The world of this play is a version of Rome on a slant. Here, the veil of time is thin, and many parallel stories run alongside this one: the stories of every tyrant, every riot, every civil war, every political figure dubbed a Caesar or a Brutus, in all their complexity. The stories where Caesar, or the conspirators, or the people, make a different choice, or a dozen different choices. In holding this moment and examining it from many angles, we feel its justice and injustice throbbing together in a common pulse.
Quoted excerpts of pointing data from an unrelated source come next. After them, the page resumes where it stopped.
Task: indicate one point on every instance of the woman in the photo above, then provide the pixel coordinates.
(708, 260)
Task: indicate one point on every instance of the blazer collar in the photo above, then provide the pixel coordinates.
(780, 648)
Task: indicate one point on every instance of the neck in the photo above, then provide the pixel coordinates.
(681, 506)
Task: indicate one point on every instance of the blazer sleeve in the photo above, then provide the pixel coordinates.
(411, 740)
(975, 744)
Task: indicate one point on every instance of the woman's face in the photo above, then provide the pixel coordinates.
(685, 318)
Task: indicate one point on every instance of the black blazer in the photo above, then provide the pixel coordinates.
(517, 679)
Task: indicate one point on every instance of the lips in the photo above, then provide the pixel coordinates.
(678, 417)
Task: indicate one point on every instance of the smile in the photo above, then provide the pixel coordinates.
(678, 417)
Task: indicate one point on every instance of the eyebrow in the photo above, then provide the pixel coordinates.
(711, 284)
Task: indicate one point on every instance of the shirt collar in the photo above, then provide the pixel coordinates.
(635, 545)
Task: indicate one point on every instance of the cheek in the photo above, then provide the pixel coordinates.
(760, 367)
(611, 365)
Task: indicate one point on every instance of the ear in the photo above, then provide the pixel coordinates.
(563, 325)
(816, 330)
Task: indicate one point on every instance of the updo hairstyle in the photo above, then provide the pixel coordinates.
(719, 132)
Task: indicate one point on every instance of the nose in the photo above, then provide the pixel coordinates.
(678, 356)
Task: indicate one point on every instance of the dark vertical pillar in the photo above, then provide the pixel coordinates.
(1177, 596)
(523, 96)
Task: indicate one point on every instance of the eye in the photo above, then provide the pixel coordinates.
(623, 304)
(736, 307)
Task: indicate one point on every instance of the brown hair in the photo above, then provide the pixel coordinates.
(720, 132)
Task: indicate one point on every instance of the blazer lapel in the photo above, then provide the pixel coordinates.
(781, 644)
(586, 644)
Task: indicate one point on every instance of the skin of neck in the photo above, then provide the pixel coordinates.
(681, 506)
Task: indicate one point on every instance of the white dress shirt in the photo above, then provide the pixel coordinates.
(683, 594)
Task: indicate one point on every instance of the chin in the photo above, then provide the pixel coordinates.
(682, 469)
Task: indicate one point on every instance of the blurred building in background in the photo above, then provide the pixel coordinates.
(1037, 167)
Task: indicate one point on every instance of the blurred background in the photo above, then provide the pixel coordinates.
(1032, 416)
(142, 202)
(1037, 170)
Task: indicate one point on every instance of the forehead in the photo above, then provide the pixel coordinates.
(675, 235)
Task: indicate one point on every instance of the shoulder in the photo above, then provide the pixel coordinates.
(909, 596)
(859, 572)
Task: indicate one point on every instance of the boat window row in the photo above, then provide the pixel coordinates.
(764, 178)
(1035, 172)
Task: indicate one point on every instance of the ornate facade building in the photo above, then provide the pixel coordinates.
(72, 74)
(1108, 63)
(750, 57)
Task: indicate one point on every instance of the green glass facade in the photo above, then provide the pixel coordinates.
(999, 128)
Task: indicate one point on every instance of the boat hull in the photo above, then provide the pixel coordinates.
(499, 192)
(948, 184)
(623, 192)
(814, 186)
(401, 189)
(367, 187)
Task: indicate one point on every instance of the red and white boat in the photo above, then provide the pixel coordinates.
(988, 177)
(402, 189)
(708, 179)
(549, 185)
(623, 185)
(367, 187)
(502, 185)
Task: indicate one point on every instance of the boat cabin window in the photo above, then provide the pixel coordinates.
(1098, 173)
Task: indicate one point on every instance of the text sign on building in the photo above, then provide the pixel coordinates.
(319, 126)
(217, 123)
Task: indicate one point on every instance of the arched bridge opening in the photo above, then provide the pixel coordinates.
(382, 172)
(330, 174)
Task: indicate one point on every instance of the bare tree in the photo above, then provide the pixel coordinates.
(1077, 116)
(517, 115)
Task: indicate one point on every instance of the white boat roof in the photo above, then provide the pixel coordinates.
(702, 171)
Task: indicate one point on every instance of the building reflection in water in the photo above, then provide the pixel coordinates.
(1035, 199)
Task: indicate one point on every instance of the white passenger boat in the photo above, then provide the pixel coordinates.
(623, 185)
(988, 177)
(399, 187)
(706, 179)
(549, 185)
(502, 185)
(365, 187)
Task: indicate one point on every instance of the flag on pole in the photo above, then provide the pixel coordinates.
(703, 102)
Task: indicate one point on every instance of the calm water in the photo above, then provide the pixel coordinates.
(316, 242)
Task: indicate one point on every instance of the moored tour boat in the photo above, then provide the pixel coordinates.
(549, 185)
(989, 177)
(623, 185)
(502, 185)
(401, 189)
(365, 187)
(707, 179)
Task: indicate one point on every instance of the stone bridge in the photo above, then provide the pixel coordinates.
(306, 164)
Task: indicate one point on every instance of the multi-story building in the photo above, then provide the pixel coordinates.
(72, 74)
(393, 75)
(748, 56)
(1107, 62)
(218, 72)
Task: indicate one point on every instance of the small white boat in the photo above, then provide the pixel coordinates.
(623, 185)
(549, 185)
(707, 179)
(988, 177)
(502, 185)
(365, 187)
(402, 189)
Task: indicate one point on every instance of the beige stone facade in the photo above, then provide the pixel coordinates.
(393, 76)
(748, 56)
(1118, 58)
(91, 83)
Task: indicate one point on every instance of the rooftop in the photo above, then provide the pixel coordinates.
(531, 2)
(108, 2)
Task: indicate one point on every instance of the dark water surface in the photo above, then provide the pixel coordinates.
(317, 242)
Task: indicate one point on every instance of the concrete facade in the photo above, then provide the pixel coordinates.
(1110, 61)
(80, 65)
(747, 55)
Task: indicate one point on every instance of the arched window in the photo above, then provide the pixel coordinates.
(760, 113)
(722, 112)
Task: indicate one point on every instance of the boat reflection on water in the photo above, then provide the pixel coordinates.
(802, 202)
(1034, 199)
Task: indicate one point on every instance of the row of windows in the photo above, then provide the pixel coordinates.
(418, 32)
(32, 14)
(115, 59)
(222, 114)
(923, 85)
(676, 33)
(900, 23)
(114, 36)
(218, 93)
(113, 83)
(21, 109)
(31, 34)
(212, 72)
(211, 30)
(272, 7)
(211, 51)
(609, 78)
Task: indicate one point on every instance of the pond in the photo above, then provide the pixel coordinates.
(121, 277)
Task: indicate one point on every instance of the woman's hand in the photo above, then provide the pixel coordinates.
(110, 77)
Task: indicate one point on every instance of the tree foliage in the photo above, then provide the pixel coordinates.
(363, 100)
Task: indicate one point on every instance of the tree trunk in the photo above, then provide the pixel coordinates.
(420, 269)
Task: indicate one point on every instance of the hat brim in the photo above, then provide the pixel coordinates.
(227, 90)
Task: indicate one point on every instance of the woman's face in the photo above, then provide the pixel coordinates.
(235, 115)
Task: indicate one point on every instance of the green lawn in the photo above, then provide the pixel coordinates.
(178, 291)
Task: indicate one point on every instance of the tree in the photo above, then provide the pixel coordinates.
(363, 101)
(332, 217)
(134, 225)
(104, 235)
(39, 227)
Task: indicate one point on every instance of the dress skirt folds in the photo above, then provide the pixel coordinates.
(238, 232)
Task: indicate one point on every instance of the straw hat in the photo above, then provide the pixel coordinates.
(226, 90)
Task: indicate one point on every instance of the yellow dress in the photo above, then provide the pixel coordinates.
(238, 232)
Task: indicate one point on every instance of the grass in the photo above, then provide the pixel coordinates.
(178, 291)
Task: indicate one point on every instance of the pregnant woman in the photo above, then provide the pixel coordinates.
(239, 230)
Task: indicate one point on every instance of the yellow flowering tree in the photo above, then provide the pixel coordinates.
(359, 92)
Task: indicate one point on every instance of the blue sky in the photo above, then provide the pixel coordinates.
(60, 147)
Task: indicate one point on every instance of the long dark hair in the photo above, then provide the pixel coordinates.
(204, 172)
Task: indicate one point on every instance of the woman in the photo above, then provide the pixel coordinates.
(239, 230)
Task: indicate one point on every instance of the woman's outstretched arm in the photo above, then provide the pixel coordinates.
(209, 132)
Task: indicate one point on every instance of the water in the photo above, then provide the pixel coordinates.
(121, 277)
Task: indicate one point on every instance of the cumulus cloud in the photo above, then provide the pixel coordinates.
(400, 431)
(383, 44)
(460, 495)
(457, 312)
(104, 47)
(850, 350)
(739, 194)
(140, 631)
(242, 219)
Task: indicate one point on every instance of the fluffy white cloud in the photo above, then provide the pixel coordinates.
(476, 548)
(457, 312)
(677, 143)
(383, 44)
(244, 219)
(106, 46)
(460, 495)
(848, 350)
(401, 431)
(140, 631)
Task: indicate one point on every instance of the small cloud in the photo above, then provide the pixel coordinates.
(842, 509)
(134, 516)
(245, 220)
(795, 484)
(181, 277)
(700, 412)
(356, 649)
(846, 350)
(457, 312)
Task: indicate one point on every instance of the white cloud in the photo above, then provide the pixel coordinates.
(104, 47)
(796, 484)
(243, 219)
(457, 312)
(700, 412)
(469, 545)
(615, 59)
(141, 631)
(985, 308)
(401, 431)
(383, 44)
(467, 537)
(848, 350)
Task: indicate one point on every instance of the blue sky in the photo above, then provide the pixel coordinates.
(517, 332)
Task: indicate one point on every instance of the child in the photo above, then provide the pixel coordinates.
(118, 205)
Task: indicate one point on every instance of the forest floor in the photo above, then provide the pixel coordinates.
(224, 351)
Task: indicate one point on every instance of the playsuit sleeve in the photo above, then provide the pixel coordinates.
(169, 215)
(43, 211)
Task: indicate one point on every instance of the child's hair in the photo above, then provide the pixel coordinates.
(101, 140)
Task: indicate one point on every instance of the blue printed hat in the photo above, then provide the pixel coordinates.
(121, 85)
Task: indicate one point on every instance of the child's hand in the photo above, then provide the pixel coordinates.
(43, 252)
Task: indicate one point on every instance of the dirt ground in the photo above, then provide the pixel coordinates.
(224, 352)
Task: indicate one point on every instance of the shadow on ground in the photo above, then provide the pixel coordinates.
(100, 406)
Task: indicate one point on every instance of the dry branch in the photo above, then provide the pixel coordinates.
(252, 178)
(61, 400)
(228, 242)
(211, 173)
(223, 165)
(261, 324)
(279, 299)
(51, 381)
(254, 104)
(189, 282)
No matter how it is interpreted, the loss of life—beginning with Caesar’s body on the Senate floor and ending in civil war—hits us in the gut. The senators of this world use words to erase the reality of violence, but no rhetoric can counteract the sticky facts that a human is dead and the conspirators have killed him. They have witnessed the fleshy fact of another living thing’s end and must then carry that reminder of their own fragile membranes. From the moment of Caesar’s death, the people of Rome begin a violent process of making meaning, meting out honor, and setting down history. So much of what they choose to record, though it is soaked in blood, is their love for each other. Cassius, furious and vulnerable in the thick of war, reaches out for Brutus with an open heart. This fact does not stem the tide of war, but it does remind us that a person who does violence remains capable of choosing to act in love, and that matters.
Beyond the “great men” of history, I invite you to find the ensemble of Romans, who tell us other ways this story could have been told. Ancient Rome was more than tyrants, senators and soldiers. There were also wives and servants and enslaved people and prisoners. Though they were not granted the rights of Roman citizenship, they were an essential part to how Rome worked. This is not far from us. The United States runs on an underclass of labor, too. The United States is an empire too. What choices will we make? How will we live with our ghosts?